- IATA: SLI; ICAO: FLSW;

Summary
- Airport type: Public
- Serves: Solwezi
- Location: Solwezi, Zambia
- Elevation AMSL: 4,583 ft / 1,397 m
- Coordinates: 12°10′27″S 26°22′00″E﻿ / ﻿12.17417°S 26.36667°E

Map
- SLI Location of the airport in Zambia

Runways
| Direction | Length |  | Surface |
| ft | m |
| 08/26 | 8,858 | 2,700 | Asphalt |
- Source: GCM Google Maps SkyVector

= Solwezi Airport =

Solwezi Airport is an airport serving Solwezi, a city in the North-Western Province of Zambia. The airport is the largest in the province and was upgraded by Kansanshi Mining PLC with the addition of a new runway able to handle the Boeing 737. Prior to the runway being upgraded there was a small 1200 meter runway not able to handle large aircraft, but with the upgrade of the runway after the mining boom, Proflight Zambia was able to deploy the British Aerospace Jetstream 41 to Solwezi. Also, the newly revived national carrier, Zambia Airways, has begun service from Lusaka to Solwezi utilizing a Dash 8-400.

== Location ==
The airport is located a few kilometers north off the T5, the main road in the area, and approximately 4 kilometres (2mi) northwest of the city centre of Solwezi, the capital and largest city in the North-Western Province.
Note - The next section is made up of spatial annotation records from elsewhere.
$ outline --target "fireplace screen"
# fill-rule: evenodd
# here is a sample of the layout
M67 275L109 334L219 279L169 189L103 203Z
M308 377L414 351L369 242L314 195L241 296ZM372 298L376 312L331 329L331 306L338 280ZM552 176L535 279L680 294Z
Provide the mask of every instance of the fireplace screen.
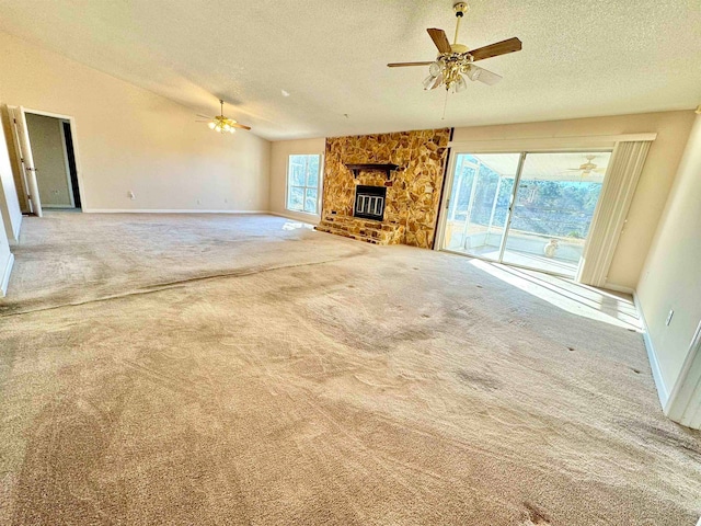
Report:
M381 221L384 218L386 196L387 188L384 186L356 186L353 215Z

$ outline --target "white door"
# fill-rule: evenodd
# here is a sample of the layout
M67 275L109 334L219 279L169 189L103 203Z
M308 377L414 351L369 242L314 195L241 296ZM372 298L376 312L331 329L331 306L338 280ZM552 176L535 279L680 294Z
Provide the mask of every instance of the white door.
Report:
M30 199L30 211L42 217L42 202L39 199L39 187L36 182L36 167L34 165L34 157L32 156L30 133L26 127L26 114L22 106L8 107L8 110L10 111L14 139L20 152L22 179L24 183L24 191Z

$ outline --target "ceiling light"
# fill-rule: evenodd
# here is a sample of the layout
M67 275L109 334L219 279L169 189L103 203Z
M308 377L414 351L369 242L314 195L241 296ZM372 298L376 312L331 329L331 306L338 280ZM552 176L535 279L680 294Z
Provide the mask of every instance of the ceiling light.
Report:
M251 129L249 126L244 126L243 124L239 124L234 118L229 118L223 114L223 101L219 101L220 104L220 113L216 117L211 117L211 119L207 123L209 129L214 129L219 134L233 134L235 133L235 128ZM204 116L204 115L203 115Z

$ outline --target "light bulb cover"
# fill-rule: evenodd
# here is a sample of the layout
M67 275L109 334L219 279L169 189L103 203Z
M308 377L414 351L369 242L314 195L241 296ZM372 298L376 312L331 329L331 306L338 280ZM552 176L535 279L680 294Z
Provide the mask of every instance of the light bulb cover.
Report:
M424 90L434 90L443 83L443 75L438 77L428 76L424 79Z
M480 78L480 75L482 73L482 68L478 68L476 66L470 66L470 69L466 72L466 75L468 76L468 79L474 81L478 80Z
M432 77L438 77L443 72L443 65L438 60L430 62L430 66L428 66L428 72Z

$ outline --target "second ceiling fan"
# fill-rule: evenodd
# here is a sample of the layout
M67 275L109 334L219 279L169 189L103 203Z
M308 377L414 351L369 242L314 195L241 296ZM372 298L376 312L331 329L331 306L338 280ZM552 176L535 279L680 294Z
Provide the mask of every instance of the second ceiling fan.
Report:
M468 79L473 81L479 80L480 82L484 82L490 85L497 83L502 80L501 76L475 66L474 62L478 60L484 60L485 58L506 55L507 53L520 52L521 41L514 37L470 50L468 46L458 44L460 21L468 10L468 4L464 2L458 2L452 7L452 9L458 19L456 23L453 44L450 44L445 31L435 27L426 30L438 48L438 57L436 60L423 62L392 62L388 64L388 66L390 68L428 66L429 75L424 79L424 89L426 90L433 90L440 85L445 85L446 90L451 90L453 93L463 91L468 87L464 81L464 77L468 77Z

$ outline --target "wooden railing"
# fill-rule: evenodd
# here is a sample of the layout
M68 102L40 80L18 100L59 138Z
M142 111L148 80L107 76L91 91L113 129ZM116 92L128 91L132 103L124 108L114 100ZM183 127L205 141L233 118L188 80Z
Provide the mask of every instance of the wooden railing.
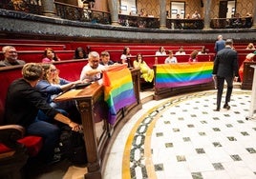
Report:
M214 18L211 19L210 27L212 29L244 29L251 28L252 22L252 17Z
M110 24L110 12L91 9L83 9L77 6L54 2L56 13L62 19L74 21L91 22L99 24Z
M42 15L42 5L39 0L15 2L12 0L1 0L0 9Z

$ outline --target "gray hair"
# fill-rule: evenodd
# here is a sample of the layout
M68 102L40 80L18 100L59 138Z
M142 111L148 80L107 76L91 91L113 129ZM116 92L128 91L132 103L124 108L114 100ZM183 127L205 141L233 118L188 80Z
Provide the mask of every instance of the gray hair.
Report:
M233 46L233 40L232 39L226 39L226 41L225 41L225 45L226 46Z
M89 57L89 59L91 59L91 58L99 58L99 54L98 54L98 52L96 52L96 51L91 51L90 53L89 53L89 55L88 55L88 57Z
M7 50L9 50L10 49L15 49L15 48L12 47L12 46L5 46L5 47L2 48L3 53L6 53Z

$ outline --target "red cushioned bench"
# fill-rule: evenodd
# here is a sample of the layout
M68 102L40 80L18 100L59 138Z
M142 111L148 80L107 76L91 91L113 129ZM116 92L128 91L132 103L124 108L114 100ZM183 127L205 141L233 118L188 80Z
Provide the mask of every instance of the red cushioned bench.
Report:
M82 68L87 60L70 60L55 62L54 65L60 70L60 76L75 81L79 79ZM22 77L22 66L0 68L0 176L19 177L12 174L18 173L19 169L26 164L28 156L37 155L43 145L43 139L39 136L24 136L25 130L17 125L3 125L5 110L5 99L10 84ZM11 139L11 140L10 140ZM16 143L17 142L17 143ZM22 145L26 149L22 149Z
M17 50L18 59L24 60L26 63L34 62L41 63L43 59L44 50ZM74 50L54 50L60 60L74 59ZM0 52L0 59L4 59L4 55Z

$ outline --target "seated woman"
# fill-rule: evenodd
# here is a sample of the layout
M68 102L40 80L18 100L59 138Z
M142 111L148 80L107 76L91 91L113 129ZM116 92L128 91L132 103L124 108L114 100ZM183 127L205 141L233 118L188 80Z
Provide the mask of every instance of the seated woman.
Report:
M57 57L56 53L54 52L54 50L53 49L47 48L44 50L42 62L43 63L52 63L52 62L55 62L55 61L60 61L60 59Z
M122 54L120 56L120 60L122 64L127 64L128 68L131 68L131 56L132 54L130 53L130 48L124 47Z
M254 56L255 56L255 53L247 54L246 57L245 57L245 60L240 66L240 68L239 68L239 77L240 77L241 82L243 82L243 78L244 78L244 63L245 62L254 62Z
M81 83L80 80L70 82L60 78L58 76L59 70L53 64L42 64L42 68L44 70L44 75L42 80L37 83L36 89L41 91L42 95L46 98L51 107L56 109L65 115L72 114L74 111L75 111L76 116L76 109L75 109L75 105L74 102L69 101L55 103L53 99L61 92L75 87L75 84ZM41 112L41 110L38 112L38 119L44 121L50 120Z
M115 63L110 59L110 54L108 51L102 51L100 53L100 62L102 66L112 66Z
M165 58L164 64L174 64L178 63L177 58L173 56L173 50L169 50L169 56Z
M253 43L249 43L246 47L246 50L255 50Z
M88 55L87 55L85 50L81 47L76 48L75 50L74 59L86 59L86 58L88 58Z
M190 54L188 62L198 62L198 50L193 50Z
M154 70L148 67L146 62L142 59L142 54L139 53L134 61L134 68L140 68L140 77L146 82L152 82L154 78Z
M198 54L207 54L205 46L202 47L202 50L201 50L201 51L199 51Z

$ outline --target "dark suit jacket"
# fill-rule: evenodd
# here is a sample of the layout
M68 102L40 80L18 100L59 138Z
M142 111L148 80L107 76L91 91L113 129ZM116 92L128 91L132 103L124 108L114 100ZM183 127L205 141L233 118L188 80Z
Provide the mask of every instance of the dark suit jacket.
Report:
M230 47L220 50L214 60L212 74L220 77L230 77L238 75L238 55L237 51Z
M223 49L224 49L224 40L217 40L215 42L215 46L214 46L214 50L216 52L219 52L220 50L222 50Z

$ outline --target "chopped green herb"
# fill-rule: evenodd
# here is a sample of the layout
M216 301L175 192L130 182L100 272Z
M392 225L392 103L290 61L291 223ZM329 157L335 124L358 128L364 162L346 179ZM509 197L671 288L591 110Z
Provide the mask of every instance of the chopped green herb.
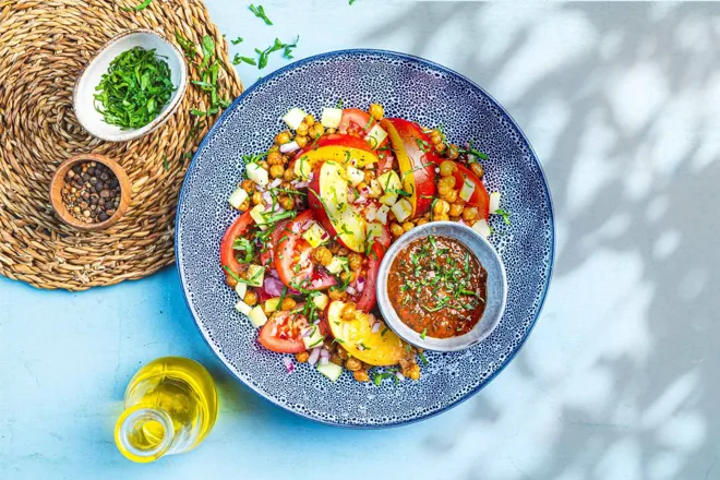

==Airlines and destinations==

| Airlines | Destinations |
|---|---|
| Proflight Zambia | Lusaka |
| Zambia Airways | Lusaka, Kalumbila Airport |

== Infrastructure ==
The runway at Solwezi airport is a 2,700m (8,858 ft) asphalt runway with 115 and 65 m paved overruns on the east and west ends respectively to keep aircraft from overrunning the runway. Solwezi also has a non-directional beacon (Ident: SW) located on the field to help aircraft navigate towards the airport.